Os clássicos seguem imprescindíveis para a formação de um escritor? Observou alguma mudança radical na visão de seus alunos após a explosão da “pós-modernidade”, com autores como David Foster Wallace, Thomas Pynchon, Don DeLillo?

Esses são ótimos autores, que meus alunos leem e eu leio. Estou, porém, num estágio em que não mais me satisfaz a díade opositiva “clássicos” e “não clássicos”. Mas não quero ser cínico, querendo inventar a roda e passá-la por novidade. Se você pensa em clássicos como certos autores do passado que ainda são lidos — eu aceito a redução ontológica — prefiro sugerir aos meus alunos que os leiam ad hoc. Um excelente texto contemporâneo pode ficcionalizar a personagem Agamêmnon, por exemplo; nesse caso, então proponho a leitura da tragédia de Ésquilo. Nem precisa haver uma relação escancarada como essa. O link pode acontecer num clima subliminar, no modo de contar a história ou na percepção da intimidade das personagens. Lygia Fagundes Telles pode me induzir a indicar as irmãs Brontë, e assim por diante. Simples assim.
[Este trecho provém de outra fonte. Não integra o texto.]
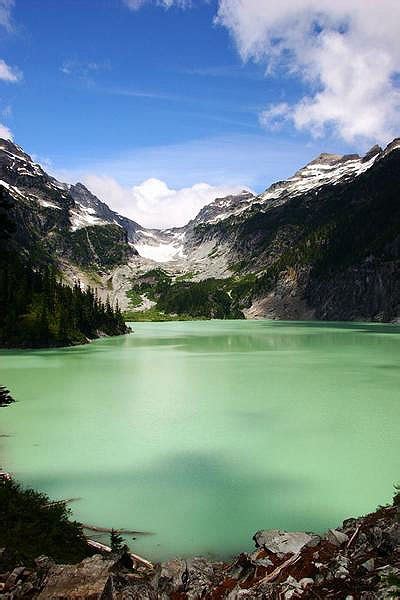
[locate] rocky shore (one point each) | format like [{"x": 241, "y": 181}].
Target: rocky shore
[{"x": 358, "y": 561}]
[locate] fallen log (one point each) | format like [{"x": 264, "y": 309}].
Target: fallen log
[
  {"x": 107, "y": 549},
  {"x": 119, "y": 531}
]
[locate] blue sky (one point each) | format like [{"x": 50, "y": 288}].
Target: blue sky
[{"x": 116, "y": 92}]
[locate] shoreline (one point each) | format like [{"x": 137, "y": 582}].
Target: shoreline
[{"x": 358, "y": 560}]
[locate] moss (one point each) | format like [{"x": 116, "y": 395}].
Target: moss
[{"x": 31, "y": 525}]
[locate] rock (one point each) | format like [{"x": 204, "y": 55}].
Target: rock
[
  {"x": 14, "y": 576},
  {"x": 84, "y": 580},
  {"x": 44, "y": 562},
  {"x": 305, "y": 582},
  {"x": 336, "y": 537},
  {"x": 283, "y": 542},
  {"x": 369, "y": 565},
  {"x": 394, "y": 534},
  {"x": 192, "y": 577}
]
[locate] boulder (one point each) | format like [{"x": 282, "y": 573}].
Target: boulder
[
  {"x": 336, "y": 537},
  {"x": 283, "y": 542},
  {"x": 84, "y": 580}
]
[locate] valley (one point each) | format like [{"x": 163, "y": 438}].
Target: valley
[{"x": 295, "y": 251}]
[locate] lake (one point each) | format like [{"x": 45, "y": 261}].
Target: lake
[{"x": 204, "y": 432}]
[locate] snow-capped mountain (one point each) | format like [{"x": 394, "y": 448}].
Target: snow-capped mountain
[{"x": 338, "y": 215}]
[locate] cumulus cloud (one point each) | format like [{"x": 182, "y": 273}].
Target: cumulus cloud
[
  {"x": 5, "y": 13},
  {"x": 137, "y": 4},
  {"x": 153, "y": 203},
  {"x": 8, "y": 73},
  {"x": 346, "y": 52},
  {"x": 5, "y": 132}
]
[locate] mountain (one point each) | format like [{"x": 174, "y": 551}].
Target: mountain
[{"x": 324, "y": 244}]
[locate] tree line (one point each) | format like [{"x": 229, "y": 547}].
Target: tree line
[{"x": 37, "y": 309}]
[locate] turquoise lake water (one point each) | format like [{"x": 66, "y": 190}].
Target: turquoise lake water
[{"x": 204, "y": 432}]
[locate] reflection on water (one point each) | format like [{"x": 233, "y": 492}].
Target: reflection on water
[{"x": 204, "y": 432}]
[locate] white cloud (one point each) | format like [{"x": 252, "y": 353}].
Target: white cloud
[
  {"x": 137, "y": 4},
  {"x": 347, "y": 53},
  {"x": 8, "y": 73},
  {"x": 153, "y": 203},
  {"x": 5, "y": 132}
]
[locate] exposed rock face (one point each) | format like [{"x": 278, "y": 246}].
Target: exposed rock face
[
  {"x": 324, "y": 244},
  {"x": 361, "y": 560}
]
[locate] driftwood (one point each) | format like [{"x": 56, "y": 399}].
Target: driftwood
[
  {"x": 5, "y": 397},
  {"x": 58, "y": 502},
  {"x": 110, "y": 530},
  {"x": 104, "y": 548}
]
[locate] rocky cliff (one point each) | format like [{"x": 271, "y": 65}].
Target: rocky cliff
[
  {"x": 359, "y": 561},
  {"x": 324, "y": 244}
]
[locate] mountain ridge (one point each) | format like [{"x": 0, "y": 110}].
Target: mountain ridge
[{"x": 266, "y": 248}]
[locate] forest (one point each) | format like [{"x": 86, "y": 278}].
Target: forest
[{"x": 37, "y": 309}]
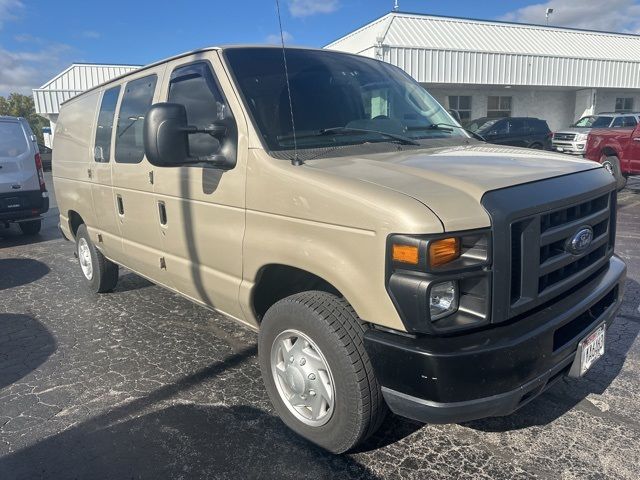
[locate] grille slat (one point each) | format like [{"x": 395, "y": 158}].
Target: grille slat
[
  {"x": 563, "y": 231},
  {"x": 566, "y": 137},
  {"x": 539, "y": 259},
  {"x": 564, "y": 259}
]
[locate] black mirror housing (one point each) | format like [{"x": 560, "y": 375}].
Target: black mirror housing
[{"x": 165, "y": 134}]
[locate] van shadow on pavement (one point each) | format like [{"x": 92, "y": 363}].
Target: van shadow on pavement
[
  {"x": 566, "y": 394},
  {"x": 15, "y": 272},
  {"x": 158, "y": 437},
  {"x": 25, "y": 344}
]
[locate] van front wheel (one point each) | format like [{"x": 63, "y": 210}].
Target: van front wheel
[
  {"x": 100, "y": 273},
  {"x": 316, "y": 371}
]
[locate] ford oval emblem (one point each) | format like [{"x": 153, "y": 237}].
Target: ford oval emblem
[{"x": 580, "y": 241}]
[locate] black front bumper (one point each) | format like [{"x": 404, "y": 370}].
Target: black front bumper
[
  {"x": 496, "y": 370},
  {"x": 22, "y": 205}
]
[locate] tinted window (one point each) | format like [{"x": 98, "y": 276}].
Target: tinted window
[
  {"x": 138, "y": 95},
  {"x": 194, "y": 87},
  {"x": 601, "y": 122},
  {"x": 516, "y": 126},
  {"x": 332, "y": 90},
  {"x": 538, "y": 126},
  {"x": 104, "y": 127},
  {"x": 13, "y": 141}
]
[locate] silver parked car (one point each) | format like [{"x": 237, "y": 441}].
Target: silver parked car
[
  {"x": 23, "y": 193},
  {"x": 573, "y": 140}
]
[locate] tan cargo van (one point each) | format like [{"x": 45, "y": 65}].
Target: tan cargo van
[{"x": 386, "y": 258}]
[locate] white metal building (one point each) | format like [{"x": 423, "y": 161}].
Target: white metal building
[
  {"x": 69, "y": 83},
  {"x": 489, "y": 68}
]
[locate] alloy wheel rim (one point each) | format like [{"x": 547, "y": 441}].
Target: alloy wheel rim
[
  {"x": 303, "y": 378},
  {"x": 84, "y": 256},
  {"x": 608, "y": 167}
]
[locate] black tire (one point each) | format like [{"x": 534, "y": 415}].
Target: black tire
[
  {"x": 612, "y": 164},
  {"x": 31, "y": 227},
  {"x": 104, "y": 275},
  {"x": 335, "y": 328}
]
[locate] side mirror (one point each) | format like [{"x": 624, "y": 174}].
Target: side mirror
[
  {"x": 166, "y": 138},
  {"x": 165, "y": 134},
  {"x": 456, "y": 115}
]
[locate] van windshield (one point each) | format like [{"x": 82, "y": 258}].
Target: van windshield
[
  {"x": 338, "y": 99},
  {"x": 12, "y": 139}
]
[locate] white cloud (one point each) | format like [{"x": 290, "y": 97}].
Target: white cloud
[
  {"x": 91, "y": 34},
  {"x": 274, "y": 38},
  {"x": 34, "y": 62},
  {"x": 305, "y": 8},
  {"x": 609, "y": 15},
  {"x": 21, "y": 71},
  {"x": 8, "y": 9}
]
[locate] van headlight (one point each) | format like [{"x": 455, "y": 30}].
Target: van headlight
[
  {"x": 443, "y": 299},
  {"x": 440, "y": 283}
]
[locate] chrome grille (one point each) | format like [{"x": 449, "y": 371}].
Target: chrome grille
[{"x": 564, "y": 137}]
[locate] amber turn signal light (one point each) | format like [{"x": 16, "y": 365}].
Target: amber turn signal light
[
  {"x": 443, "y": 251},
  {"x": 405, "y": 254}
]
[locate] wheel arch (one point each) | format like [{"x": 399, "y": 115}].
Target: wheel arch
[
  {"x": 276, "y": 281},
  {"x": 75, "y": 220}
]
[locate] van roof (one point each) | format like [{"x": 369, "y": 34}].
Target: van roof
[{"x": 180, "y": 55}]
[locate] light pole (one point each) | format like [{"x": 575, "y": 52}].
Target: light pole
[{"x": 548, "y": 13}]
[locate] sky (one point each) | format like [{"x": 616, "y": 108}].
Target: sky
[{"x": 39, "y": 38}]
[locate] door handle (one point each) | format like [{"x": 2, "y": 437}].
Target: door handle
[
  {"x": 162, "y": 213},
  {"x": 120, "y": 205}
]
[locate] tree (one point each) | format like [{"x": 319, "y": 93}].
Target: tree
[{"x": 18, "y": 105}]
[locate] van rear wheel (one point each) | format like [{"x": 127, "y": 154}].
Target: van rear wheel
[
  {"x": 31, "y": 227},
  {"x": 100, "y": 273},
  {"x": 316, "y": 371}
]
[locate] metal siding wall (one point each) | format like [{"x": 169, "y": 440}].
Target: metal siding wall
[{"x": 448, "y": 66}]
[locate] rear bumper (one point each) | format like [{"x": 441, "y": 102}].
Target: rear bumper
[
  {"x": 22, "y": 205},
  {"x": 494, "y": 371}
]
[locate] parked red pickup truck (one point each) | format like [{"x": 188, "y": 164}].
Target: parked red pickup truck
[{"x": 618, "y": 150}]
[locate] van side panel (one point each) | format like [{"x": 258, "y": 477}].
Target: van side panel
[
  {"x": 205, "y": 214},
  {"x": 329, "y": 226},
  {"x": 72, "y": 159}
]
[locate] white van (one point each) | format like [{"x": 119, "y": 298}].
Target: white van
[{"x": 23, "y": 193}]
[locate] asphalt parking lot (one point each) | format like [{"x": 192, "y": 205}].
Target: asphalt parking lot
[{"x": 141, "y": 383}]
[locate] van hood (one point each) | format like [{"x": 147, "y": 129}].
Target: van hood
[{"x": 451, "y": 181}]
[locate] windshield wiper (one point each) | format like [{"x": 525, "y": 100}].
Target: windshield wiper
[
  {"x": 347, "y": 130},
  {"x": 447, "y": 127}
]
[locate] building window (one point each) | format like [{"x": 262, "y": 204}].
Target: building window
[
  {"x": 624, "y": 104},
  {"x": 499, "y": 107},
  {"x": 461, "y": 104}
]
Observa alguma temática constante no imaginário de seus alunos a partir do século 21?

Passado o furor do gênero autoficcional, vitimado por sua própria indefinição — como bem assinala a professora catalã Anna Caballé —, percebo que os alunos atuais passam a olhar para os lados, e, junto às indagações introspectivas referidas, ressurgem as preocupações de natureza social e que envolvam os outros na forma de troca, não mais de imposição da voz autocrática da personagem central. Ressurgem os textos em terceira pessoa, que estavam empoeirados nos armários da literatura. Mas atenção: ressurgem, sim, mas com um caráter sagazmente paródicos de si mesmos.

O escritor norte-americano David Foster Wallace, que também foi professor de escrita criativa, afirmou que o clichê se mostra real: aprende-se mais com os alunos do que se ensina. Você compartilha dessa visão?

É um clichê, e uma frase de efeito que assim deve ser tratada. Se isso acontecesse, eu me sentaria entre os alunos e um deles dava aula. Não sei se a turma ficaria agradada desse esquema. Posso entender o dito brejeiro de Wallace como um exagero, isso sim. Nesse espírito, entretanto, posso dizer que, a uma observação de um aluno, eu posso me dar conta de algum pormenor que me havia passado em branco em minha própria literatura. Quase sempre se trata de um material riquíssimo e não raramente, brilhante.

No capítulo 9 você comenta sobre o sonho geral de se escrever um romance. Por que acha que é especificamente esse gênero que contamina o imaginário popular? Ainda: existe uma espécie de “preconceito” com o conto, como se fosse uma narrativa de menor valor?

Sim, existe um pré-conceito. A bem falar a verdade, o conto é uma proposta sofisticadíssima, quase sempre mais sofisticada do que a do romance. Mas é um gênero pouco valorizado por duas razões: pela sua pequena dimensão em número de palavras e porque o bom conto, especialmente o conto contemporâneo, exige muito do leitor, em termos de sagacidade e percepção de seu subtexto. Sou romancista, e por isso posso dizer sem que me atirem pedras: o romance, fora os experimentais, “é mais fácil” do que o conto. Para ler e para escrever.

Na conclusão do manual, lê-se: “caso você tenha aprendido alguma coisa útil neste livro, você só será ficcionista por inteiro quando o tiver apagado da memória”. Em última instância, trata-se de absorver as “regras” somente para saber como corretamente descartá-las e, daí, realizar o excepcional?

Sim. A técnica, com o tempo, deve tornar-se invisível. E isso só se consegue caso ela se integre entranhadamente ao nosso modo de escrever. Com esse instrumental assimilado e absorvido, podemos nos aventurar a todas as experiências literárias, inclusive aquelas que são disjuntivas em relação à “boa” técnica. Se assim não acontecesse, ainda escreveríamos com o estilo de Homero.